Single by Dreams Come True

from the album The Swinging Star
- Released: September 19, 1992
- Genre: Pop; Disco; City pop;
- Length: 4:43
- Label: Epic/Sony Records
- Songwriters: Miwa Yoshida; Masato Nakamura;
- Producers: Mike Pela; Dreams Come True;

Dreams Come True singles chronology
| "Wasurenaide" (1991) | "Kessen wa Kinyōbi" (1992) | "Haretara Ii ne" (1992) |

Audio sample
- "Kessen wa Kinyōbi"file; help;

= Kessen wa Kinyōbi =

"Kessen wa Kinyōbi" (決戦は金曜日) is a song recorded by Japanese band Dreams Come True for their fifth studio album, The Swinging Star.

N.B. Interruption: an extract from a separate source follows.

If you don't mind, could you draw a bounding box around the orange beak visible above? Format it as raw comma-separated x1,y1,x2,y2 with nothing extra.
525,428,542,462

It was released as the album's lead single by Epic/Sony Records on September 19, 1992. It served as the opening theme to the CX music show Ureshi Tanoshi Daisuki - Friday Night Live, on which the band were regular cast members. The single's coupling song, "Taiyō ga Miteru" was used in the advertising campaign for Fujifilm's Fujicolor Super HG 400 film.

==Composition==
The lyrics to "Kessen wa Kinyōbi" were written by Miwa Yoshida and the song was composed and arranged by Masato Nakamura, while the track was co-produced by the band and Mike Pela. "Kessen wa Kinyōbi" came about when Nakamura and Sing Like Talking frontman Chikuzen Satō decided to challenge themselves to a friendly competition to see who could write the best song using the chord progression to Cheryl Lynn's "Got to Be Real" as base inspiration. "Kessen wa Kinyōbi" and "Rise" by Sing Like Talking, from their album Humanity (1992), were the resulting tracks. Additionally, Nakamura pulled inspiration from Earth, Wind & Fire's "Let's Groove" to make the perfect disco anthem. The song is written in the key of C minor with a common time tempo of 126 beats per minute. Yoshida's vocals span two octaves, from G_{3} to G_{5}.

==Critical reception==
CDJournal critics described the song as a "fanfare" that gets your "adrenaline pumping". It was praised for capturing the essence of Lynn's "Got to Be Real", on which the song is based.

==Cover versions==
In 2003, Key of life and A.mia sampled "Kessen wa Kinyōbi" on their song "Friday Let Me Down" featuring Soul'd Out's Diggy-Mo'. In 2012, Nico Touches the Walls recorded a cover of the song to be included as a B-side to the single "Yume 1 Go". In 2014, HY recorded a cover of the song for the Dreams Come True tribute album, Watashi no Dorikamu, released in celebration of the band's 25th anniversary. In 2017, Daichi Miura recorded his rendition of the song for the Dreams Come True cover album, DoriUta Vol. 1.

==Chart performance==
"Kessen wa Kinyōbi" debuted at number one on the Oricon Singles Chart, with 210,970 copies sold in its first week. The single stayed at the top of the chart for three consecutive weeks, selling 136,300 copies on its second charting week and 86,690 copies on its third week. It slid to number three the following week, logging sales of 87,550 units. The single spent an additional three weeks in the top ten. It charted in the top 100 for twenty-three weeks, selling a reported total of 1,070,420 copies, making it Dreams Come True's first million-selling single. "Kessen wa Kinyōbi" ranked at number 18 on the year-end Oricon Singles Chart for 1992.

==Track listing==

| No. | Title | Music | Arranger(s) | Length |
|---|---|---|---|---|
| 1. | "Kessen wa Kinyōbi" (決戦は金曜日, "Friday Is the Crucial Day") | Masato Nakamura; | Nakamura; | 4:43 |
| 2. | "Taiyō ga Miteru" (太陽が見てる, "The Sun Is Staring") | Nakamura; | Nakamura; | 4:49 |
| Total length: |  |  |  | 9:32 |

==Charts==

| Chart (1992) | Peak position |
|---|---|
| Japan Weekly Singles (Oricon) | 1 |
| Japan Monthly Singles (Oricon) | 3 |
| Japan Yearly Singles (Oricon) | 18 |

==Certifications and sales==

| Region | Certification | Certified units/sales |
| Japan (RIAJ) | Million | 1,070,000 |
Streaming
| Japan (RIAJ) | Platinum | 100,000,000^{†} |
^{†} Streaming-only figures based on certification alone.